Romaine Lacaux, 1864
|Artist||Renoir, Pierre-Auguste||Romaine Lacaux was born in Paris in May 1855; her father was a manufacturer of terracotta goods with premises at 27 rue de la Roquette; it was perhaps through the contact he made as a porcelain painter that Renoir obtained this commission. Reportedly the portrait was commissioned while Renoir was visiting Barbizon, where the Lacaux family was in vacation.
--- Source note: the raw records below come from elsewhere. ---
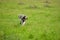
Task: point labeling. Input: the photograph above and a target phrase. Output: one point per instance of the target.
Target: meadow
(43, 20)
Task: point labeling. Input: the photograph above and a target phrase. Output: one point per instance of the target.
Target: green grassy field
(43, 20)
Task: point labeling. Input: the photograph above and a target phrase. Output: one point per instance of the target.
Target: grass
(43, 22)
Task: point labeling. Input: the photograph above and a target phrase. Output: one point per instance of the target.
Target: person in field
(23, 19)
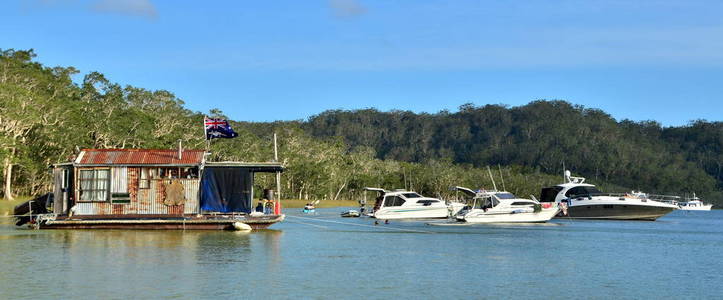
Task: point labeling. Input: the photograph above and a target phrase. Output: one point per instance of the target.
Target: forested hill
(45, 116)
(544, 135)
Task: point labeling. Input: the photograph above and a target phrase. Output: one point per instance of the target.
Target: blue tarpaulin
(226, 189)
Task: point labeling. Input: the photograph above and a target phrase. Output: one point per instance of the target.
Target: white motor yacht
(503, 207)
(694, 203)
(403, 204)
(584, 201)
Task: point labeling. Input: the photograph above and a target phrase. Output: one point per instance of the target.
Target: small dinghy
(310, 208)
(350, 214)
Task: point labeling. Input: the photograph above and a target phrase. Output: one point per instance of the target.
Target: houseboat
(152, 189)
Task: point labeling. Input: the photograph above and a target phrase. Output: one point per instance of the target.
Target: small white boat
(504, 207)
(403, 204)
(694, 203)
(310, 208)
(350, 214)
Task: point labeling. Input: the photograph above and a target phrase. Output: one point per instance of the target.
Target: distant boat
(503, 207)
(694, 203)
(310, 208)
(350, 214)
(403, 204)
(585, 201)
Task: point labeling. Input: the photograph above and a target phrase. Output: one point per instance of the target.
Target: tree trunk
(8, 171)
(339, 191)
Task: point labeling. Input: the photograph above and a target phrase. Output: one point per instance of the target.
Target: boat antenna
(492, 178)
(502, 178)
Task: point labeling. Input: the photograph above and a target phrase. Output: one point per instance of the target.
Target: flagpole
(205, 135)
(278, 174)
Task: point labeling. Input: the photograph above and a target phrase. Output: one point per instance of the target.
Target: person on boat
(362, 205)
(378, 203)
(269, 207)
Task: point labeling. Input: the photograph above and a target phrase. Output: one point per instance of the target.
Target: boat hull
(539, 217)
(395, 213)
(702, 207)
(617, 212)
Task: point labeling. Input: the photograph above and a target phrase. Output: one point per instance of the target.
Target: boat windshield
(485, 203)
(412, 195)
(505, 196)
(550, 194)
(583, 191)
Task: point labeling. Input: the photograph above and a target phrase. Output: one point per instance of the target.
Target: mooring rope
(364, 225)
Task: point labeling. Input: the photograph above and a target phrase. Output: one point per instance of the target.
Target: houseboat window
(144, 181)
(66, 178)
(412, 195)
(393, 201)
(549, 194)
(94, 185)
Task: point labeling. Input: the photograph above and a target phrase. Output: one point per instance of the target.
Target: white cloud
(141, 8)
(347, 8)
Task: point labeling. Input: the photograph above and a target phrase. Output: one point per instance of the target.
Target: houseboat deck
(165, 222)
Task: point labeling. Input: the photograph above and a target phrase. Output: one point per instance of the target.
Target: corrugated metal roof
(138, 157)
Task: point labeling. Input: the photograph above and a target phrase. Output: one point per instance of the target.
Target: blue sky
(283, 60)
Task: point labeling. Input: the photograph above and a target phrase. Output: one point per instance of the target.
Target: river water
(324, 256)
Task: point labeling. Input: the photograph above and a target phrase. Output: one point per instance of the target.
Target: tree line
(45, 117)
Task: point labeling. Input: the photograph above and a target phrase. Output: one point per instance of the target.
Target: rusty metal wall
(58, 191)
(146, 201)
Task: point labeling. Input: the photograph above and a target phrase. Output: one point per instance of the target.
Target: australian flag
(218, 128)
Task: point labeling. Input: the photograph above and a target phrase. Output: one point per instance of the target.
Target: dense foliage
(45, 117)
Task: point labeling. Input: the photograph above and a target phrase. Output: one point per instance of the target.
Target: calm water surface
(324, 256)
The painting is a synthesis of varied artistic traditions. The girl’s pose and setting, and her crisply defined form, bear the imprint of the Ingres tradition of formal portraiture but the blonde tonality, dominated by greys with soft accents of blues and reds, reveals Renoir’s allegiance to the light-toned painting widespread in Paris by the 1860s, of which Corot was the most celebrated mentor. The brushwork -soft wet visible, and quite broad in places -suggests that Renoir was also looking at the masters of freely handled oil painting; the example of Velasquez seems particularly relevant here, notably his child portrait, The Infanta Margarita, in the Louvre. Renoir succeeded in fusing these diverse traditions very convincingly; within the conventions of formal portraiture , Romaine Lacaux is viewed with close observation and presented ad an alert vivacious young girl. The painting passed from the family of the sitter into the collection of Edmond Decap, with whose family it remained until after Renoir’s death.